Nella scena seguente Miller è alle prese con se stesso. Immaginare l’uomo come una specie estinta. «Con orrore, Miller si accorse che riusciva a immaginarselo benissimo». Insieme a Nugent Miller siamo spinti dentro un ragionamento sulle circostanze eccezionali e sulle conseguenze impreviste, sul futuro della specie e la surreale dialettica tra i sessi, sulla violenza e la cultura, sulla guerra, sull’America e il destino della civiltà. Miller è davvero un Philip Roth che ha visto compiersi l’apocalisse. Il Roth reale – il romanziere, non questo personaggio scaraventato in un racconto che non è nemmeno suo – si è fermato dove può arrivare la scrittura: al buio torrente sotterraneo dei pesci luminosi. La soglia di senso oltre la quale il linguaggio ridiventa un balbettio ferino. Lo sappiamo: alla scrittura Roth ha dato tutto, ed è stato ripagato come nessun altro scrittore – fino a ieri – vivente.

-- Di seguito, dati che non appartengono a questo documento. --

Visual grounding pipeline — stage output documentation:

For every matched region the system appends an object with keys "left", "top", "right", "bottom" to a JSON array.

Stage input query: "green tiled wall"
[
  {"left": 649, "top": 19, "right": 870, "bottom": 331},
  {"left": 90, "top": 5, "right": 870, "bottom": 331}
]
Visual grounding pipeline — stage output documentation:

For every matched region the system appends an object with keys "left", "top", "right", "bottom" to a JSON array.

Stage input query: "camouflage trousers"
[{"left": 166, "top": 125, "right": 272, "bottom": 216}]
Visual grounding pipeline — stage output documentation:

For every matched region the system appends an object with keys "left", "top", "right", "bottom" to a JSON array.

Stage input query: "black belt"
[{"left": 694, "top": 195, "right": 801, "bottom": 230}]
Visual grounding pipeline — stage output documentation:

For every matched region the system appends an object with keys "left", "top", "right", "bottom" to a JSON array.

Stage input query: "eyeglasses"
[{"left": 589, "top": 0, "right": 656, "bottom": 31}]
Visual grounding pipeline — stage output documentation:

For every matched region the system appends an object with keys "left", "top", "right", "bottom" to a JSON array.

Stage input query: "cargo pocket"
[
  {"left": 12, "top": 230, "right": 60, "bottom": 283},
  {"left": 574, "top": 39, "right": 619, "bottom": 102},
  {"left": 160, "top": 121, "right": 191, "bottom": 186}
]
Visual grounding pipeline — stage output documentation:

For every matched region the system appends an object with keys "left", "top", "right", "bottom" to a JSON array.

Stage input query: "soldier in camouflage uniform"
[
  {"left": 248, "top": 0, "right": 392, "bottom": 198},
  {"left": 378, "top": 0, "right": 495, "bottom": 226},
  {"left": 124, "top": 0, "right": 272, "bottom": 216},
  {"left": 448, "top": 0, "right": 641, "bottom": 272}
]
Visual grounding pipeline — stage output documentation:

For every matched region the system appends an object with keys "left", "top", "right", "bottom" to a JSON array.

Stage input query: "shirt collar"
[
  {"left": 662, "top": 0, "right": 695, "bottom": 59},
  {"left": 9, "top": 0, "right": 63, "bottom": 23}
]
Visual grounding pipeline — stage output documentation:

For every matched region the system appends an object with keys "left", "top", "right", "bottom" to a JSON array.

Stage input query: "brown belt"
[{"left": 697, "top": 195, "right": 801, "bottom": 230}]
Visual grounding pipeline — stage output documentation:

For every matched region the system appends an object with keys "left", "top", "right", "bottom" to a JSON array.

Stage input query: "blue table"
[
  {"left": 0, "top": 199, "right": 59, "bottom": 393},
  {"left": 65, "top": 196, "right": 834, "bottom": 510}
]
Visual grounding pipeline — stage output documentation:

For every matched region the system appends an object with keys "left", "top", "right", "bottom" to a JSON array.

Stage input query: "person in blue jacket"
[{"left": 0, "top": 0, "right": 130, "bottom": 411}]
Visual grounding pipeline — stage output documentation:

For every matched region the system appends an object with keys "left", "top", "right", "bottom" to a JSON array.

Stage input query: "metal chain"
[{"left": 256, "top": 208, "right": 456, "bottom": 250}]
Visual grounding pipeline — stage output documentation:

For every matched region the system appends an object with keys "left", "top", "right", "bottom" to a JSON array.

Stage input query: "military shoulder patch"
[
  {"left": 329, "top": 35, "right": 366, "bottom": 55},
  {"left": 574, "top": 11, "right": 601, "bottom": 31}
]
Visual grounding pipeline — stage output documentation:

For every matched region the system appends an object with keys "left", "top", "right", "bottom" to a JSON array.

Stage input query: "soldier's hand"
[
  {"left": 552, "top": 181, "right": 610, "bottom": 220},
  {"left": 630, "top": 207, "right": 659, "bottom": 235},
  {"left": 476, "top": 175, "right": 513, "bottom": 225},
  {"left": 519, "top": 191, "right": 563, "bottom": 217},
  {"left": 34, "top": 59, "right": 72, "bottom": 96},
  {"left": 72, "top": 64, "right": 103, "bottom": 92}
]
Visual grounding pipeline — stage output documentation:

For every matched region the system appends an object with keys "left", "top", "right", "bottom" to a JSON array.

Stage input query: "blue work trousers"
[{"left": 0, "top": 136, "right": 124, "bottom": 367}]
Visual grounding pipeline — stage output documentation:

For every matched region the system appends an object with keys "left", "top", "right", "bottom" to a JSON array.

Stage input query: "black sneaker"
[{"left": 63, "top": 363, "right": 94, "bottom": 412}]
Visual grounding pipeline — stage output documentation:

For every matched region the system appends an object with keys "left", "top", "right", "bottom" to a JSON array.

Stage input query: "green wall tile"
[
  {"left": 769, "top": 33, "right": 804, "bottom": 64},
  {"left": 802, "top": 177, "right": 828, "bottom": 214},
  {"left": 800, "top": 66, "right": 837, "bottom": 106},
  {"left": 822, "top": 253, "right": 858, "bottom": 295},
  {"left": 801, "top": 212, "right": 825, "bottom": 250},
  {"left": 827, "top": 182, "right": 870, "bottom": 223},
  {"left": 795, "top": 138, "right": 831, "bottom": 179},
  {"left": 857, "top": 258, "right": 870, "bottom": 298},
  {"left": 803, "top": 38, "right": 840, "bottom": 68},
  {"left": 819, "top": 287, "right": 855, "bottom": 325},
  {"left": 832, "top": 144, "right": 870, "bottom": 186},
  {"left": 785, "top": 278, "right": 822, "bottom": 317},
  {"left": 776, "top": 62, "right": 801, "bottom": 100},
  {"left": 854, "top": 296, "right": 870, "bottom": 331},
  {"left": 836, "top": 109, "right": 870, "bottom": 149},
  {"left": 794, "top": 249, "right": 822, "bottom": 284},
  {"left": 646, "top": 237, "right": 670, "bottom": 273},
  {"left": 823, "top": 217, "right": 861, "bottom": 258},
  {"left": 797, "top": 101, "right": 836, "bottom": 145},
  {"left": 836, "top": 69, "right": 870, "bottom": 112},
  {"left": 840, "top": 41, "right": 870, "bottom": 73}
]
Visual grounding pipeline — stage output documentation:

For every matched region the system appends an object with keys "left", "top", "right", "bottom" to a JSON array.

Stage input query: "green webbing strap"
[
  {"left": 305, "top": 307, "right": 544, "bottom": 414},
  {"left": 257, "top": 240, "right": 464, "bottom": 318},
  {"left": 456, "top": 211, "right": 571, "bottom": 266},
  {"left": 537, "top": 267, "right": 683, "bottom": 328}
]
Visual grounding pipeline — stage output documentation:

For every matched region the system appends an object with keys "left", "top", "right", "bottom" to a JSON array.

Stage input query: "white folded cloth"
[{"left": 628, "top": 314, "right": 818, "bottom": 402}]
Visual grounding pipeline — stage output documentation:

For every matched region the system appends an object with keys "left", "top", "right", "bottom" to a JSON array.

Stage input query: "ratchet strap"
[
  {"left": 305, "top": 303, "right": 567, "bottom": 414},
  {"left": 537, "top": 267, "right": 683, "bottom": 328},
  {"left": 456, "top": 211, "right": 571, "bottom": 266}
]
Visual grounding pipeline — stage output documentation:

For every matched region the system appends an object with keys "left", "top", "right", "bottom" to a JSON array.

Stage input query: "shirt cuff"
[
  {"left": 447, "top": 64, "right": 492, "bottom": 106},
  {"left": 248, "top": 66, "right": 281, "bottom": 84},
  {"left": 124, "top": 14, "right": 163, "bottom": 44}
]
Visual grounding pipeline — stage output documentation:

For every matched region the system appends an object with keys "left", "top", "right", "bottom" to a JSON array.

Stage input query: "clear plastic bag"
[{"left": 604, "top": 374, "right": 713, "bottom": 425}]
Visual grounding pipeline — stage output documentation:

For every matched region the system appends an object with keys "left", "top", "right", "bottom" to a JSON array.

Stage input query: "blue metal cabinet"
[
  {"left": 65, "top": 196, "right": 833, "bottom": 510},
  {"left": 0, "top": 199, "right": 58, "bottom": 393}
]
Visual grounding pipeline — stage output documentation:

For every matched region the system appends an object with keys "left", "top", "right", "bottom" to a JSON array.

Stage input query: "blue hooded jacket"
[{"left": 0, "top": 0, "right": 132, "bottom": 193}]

E il professor Miller? Lo abbiamo lasciato, ferito e meditabondo, nella penombra della foresta. «Guardò il coltello a serramanico che stringeva in pugno e rabbrividì sotto il peso dei demoni appollaiati sulla sua spalla». I racconti di Sheckley ce l’hanno questo ritmo cardiaco, come un tracciato sinusoidale, apertura e chiusura dello spazio distopico: «Un attimo dopo, l’ultimo uomo civile del mondo era morto. Con lui morirono l’ultimo pacifista e l’ultimo obiettore di coscienza, l’ultimo collezionista d’opere d’arte e l’ultimo bibliofilo. E al posto di quelle creature ammirevoli c’era Miller, che stringeva in pugno il coltello e si guardava attorno nella foresta, cercando qualcosa». Siamo alla fine: vediamo che il racconto punta esattamente là dove ci aveva fatto prevedere. L’istante della regressione allo stato animalesco separa uno scrittore traboccante di talento come Sheckley da un genio della complessità come Roth. I paradossi beffardi di Sheckley discendono dal posizionamento dell’umano nel tragico. Roth, al contrario, insegue il tragico nell’umano. L’umano quanto panorama del tragico. È il suo modo, da scrittore, di andare a caccia di guai. Non a caso la pagina di Roth gronda di desiderio, quella di Sheckley punta soprattutto a esaurirlo. Dunque Miller si arrende. Raccoglie un grosso ramo e col coltello ne fa una lancia: «Fra poco la signorina Denis si sarebbe vista piombare addosso l’aborrita sintesi di tutti i maschi villosi, puzzolenti, sudici e violenti. Si augurò che avesse il tempo di capire che era stata lei stessa a evocare quella belva. Sarebbe stata una grossa sorpresa per lei. E, dopo, anche le ragazze avrebbero avuto una sorpresa. Specialmente Suzie».